Find a non-zero vector that spans the intersection of the following two subspaces of R 4 :

Question

V = span{(1,1,0,-1)^T, (0,1,3,1)^T} and W = span{(0,1,2,-1)^T,(1,2,2,-2)^T}

Don't quite know where to start. The coefficient matrix of V and W are inconsistent after gaussian elimination. Also inconsistent with a 4x4 of V and W. We haven't covered basis/dimension yet, or even intersection for that matter, so I assume this problem can be worked out using an algorithm to find constants. Any insight?
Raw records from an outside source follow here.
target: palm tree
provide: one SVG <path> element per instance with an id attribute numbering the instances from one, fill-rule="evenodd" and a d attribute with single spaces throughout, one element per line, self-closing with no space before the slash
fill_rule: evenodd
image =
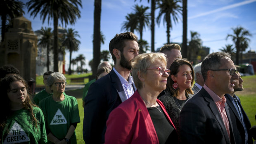
<path id="1" fill-rule="evenodd" d="M 233 47 L 233 45 L 225 45 L 225 47 L 222 47 L 222 49 L 219 50 L 221 52 L 230 53 L 231 55 L 231 59 L 233 60 L 232 58 L 234 57 L 234 54 L 236 52 L 235 48 Z"/>
<path id="2" fill-rule="evenodd" d="M 226 39 L 229 37 L 231 37 L 232 40 L 235 43 L 237 52 L 236 54 L 236 64 L 239 64 L 239 53 L 242 51 L 241 44 L 243 41 L 246 40 L 247 41 L 250 40 L 247 38 L 248 36 L 251 36 L 251 34 L 249 31 L 242 27 L 242 26 L 237 26 L 235 28 L 232 28 L 233 30 L 234 34 L 228 34 Z"/>
<path id="3" fill-rule="evenodd" d="M 71 60 L 71 64 L 72 64 L 72 66 L 73 66 L 73 71 L 74 71 L 74 65 L 75 64 L 76 64 L 76 59 L 72 59 L 72 60 Z"/>
<path id="4" fill-rule="evenodd" d="M 103 61 L 108 61 L 109 59 L 110 55 L 109 51 L 104 50 L 100 52 L 100 59 L 102 59 Z"/>
<path id="5" fill-rule="evenodd" d="M 4 41 L 6 31 L 6 20 L 7 18 L 11 19 L 24 14 L 23 8 L 24 5 L 19 0 L 3 0 L 0 4 L 0 15 L 2 20 L 2 40 Z"/>
<path id="6" fill-rule="evenodd" d="M 79 45 L 80 41 L 76 38 L 80 37 L 78 34 L 77 31 L 74 31 L 74 29 L 71 28 L 66 30 L 66 33 L 63 35 L 64 40 L 62 42 L 62 45 L 66 47 L 69 51 L 69 61 L 71 61 L 72 57 L 72 52 L 77 51 L 79 49 Z M 69 74 L 71 75 L 72 73 L 71 71 L 71 63 L 69 62 Z"/>
<path id="7" fill-rule="evenodd" d="M 135 1 L 136 0 L 135 0 Z M 158 2 L 159 0 L 151 0 L 151 52 L 155 51 L 155 11 L 156 2 Z M 149 2 L 149 0 L 147 0 L 147 2 Z"/>
<path id="8" fill-rule="evenodd" d="M 81 69 L 83 70 L 83 65 L 85 64 L 84 61 L 85 60 L 85 57 L 83 54 L 79 54 L 78 57 L 76 57 L 78 61 L 80 61 L 81 64 Z"/>
<path id="9" fill-rule="evenodd" d="M 183 58 L 186 58 L 187 57 L 187 0 L 182 0 L 182 18 L 183 22 L 183 35 L 182 35 L 182 55 Z"/>
<path id="10" fill-rule="evenodd" d="M 164 15 L 164 24 L 166 22 L 167 26 L 167 43 L 170 44 L 170 29 L 173 28 L 171 17 L 173 21 L 176 24 L 178 22 L 178 14 L 181 14 L 182 7 L 178 5 L 180 2 L 179 0 L 162 0 L 158 3 L 157 8 L 160 8 L 159 14 L 156 17 L 156 22 L 160 24 L 162 16 Z"/>
<path id="11" fill-rule="evenodd" d="M 92 76 L 96 76 L 98 65 L 100 62 L 100 17 L 101 0 L 94 0 L 94 25 L 93 26 L 93 66 Z"/>
<path id="12" fill-rule="evenodd" d="M 77 18 L 80 17 L 80 11 L 78 6 L 82 7 L 81 0 L 30 0 L 26 4 L 28 11 L 31 11 L 30 15 L 34 15 L 34 18 L 40 12 L 40 19 L 43 18 L 44 23 L 47 17 L 48 24 L 50 19 L 53 19 L 53 48 L 54 71 L 58 71 L 59 48 L 58 45 L 58 26 L 59 20 L 63 25 L 69 23 L 75 24 Z"/>
<path id="13" fill-rule="evenodd" d="M 188 53 L 188 58 L 194 61 L 197 59 L 201 49 L 201 40 L 200 38 L 200 34 L 197 32 L 190 31 L 190 35 L 191 40 L 189 42 L 190 52 Z"/>
<path id="14" fill-rule="evenodd" d="M 149 26 L 150 15 L 149 13 L 146 12 L 149 8 L 148 7 L 144 7 L 142 5 L 139 6 L 138 5 L 136 5 L 133 6 L 133 10 L 135 12 L 135 17 L 137 21 L 138 26 L 136 30 L 140 33 L 140 39 L 142 39 L 143 28 L 145 28 L 146 26 Z"/>
<path id="15" fill-rule="evenodd" d="M 53 35 L 52 31 L 52 28 L 45 27 L 44 29 L 42 27 L 41 29 L 39 31 L 39 34 L 42 35 L 42 37 L 38 40 L 38 44 L 43 47 L 46 47 L 46 54 L 47 55 L 46 65 L 47 71 L 49 71 L 49 54 L 50 46 L 51 45 L 52 45 L 52 36 Z"/>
Thanks.

Span of V:

$$ \left[ \begin{array}{cc|c} 1&0&a\\ 1&1&b\\ 0&3&c\\ -1&1&d \end{array} \right] $$

Row reduced to: $$ \left[ \begin{array}{cc|c} 1&0&a\\ 0&1&b-a\\ 0&0&c-3b+3a\\ 0&0&a2+d-b \end{array} \right] $$

So row 3 and 4 are inconsistent, and these vectors don't span R4.

Similar results for Span of W. Am I approaching this problem correctly?

Answer 1

Let $v \in V \cap W$. We then have $$v=a_1 v_1 + a_2 v_2 = b_1 w_1 + b_2 w_2$$ where $a_i, b_i \in \mathbb{R}$. Thus \begin{align*} 0&=a_1 v_1 + a_2 v_2 - b_1 w_1 - b_2 w_2 \\ &= (a_1, a_1, 0, -a_1)+ (0, a_2, 3a_2, a_2) - (0, b_1, 2b_1, -b_1)-(b_2, 2b_2, 2b_2, -2b_2) \\ &= (a_1-b_2, a_1+a_2-b_1-2b_2, 3a_2 -2b_1-2b_2, -a_1+a_2+b_1+2b_2). \end{align*} Thus we now must solve \begin{cases} a_1-b_2=0 \\ a_1+a_2-b_1-2b_2=0\\ 3a_2 -2b_1-2b_2 =0\\ -a_1+a_2+b_1+2b_2=0. \end{cases} According to Wolfram , this system has no solution has infinitely many solutions.

Answer 2

You’re misinterpreting the result of your row-reduction. The pivots on the left side of the rref tell you that the two vectors are indeed linearly independent. The last two rows aren’t automatically inconsistent since you don’t yet know what $a$, $b$, $c$ and $d$ are. In fact, these two rows of the rref give you conditions on these variables for the system to be consistent, namely, $3a-3b+c=0$ and $2a-b+d=0$. If you take $a$ and $b$ as free variables, this means that every vector in $V$ is of the form $(a,b,3b-3a,b-2a)^T$.

You might proceed instead as Andrew Tawfeek suggested in his answer: You want elements of $V$ that are also elements of $W$. Every element of $V$ is a linear combination $a_1\mathbf v_1+a_2\mathbf v_2$ of its two generators and every element of $W$ is likewise some linear combination $b_1\mathbf w_1+b_2\mathbf w_2$. Therefore, the vectors in their intersection can be found by solving the equation $a_1\mathbf v_1+a_2\mathbf v_2=b_1\mathbf w_1+b_2\mathbf w_2$.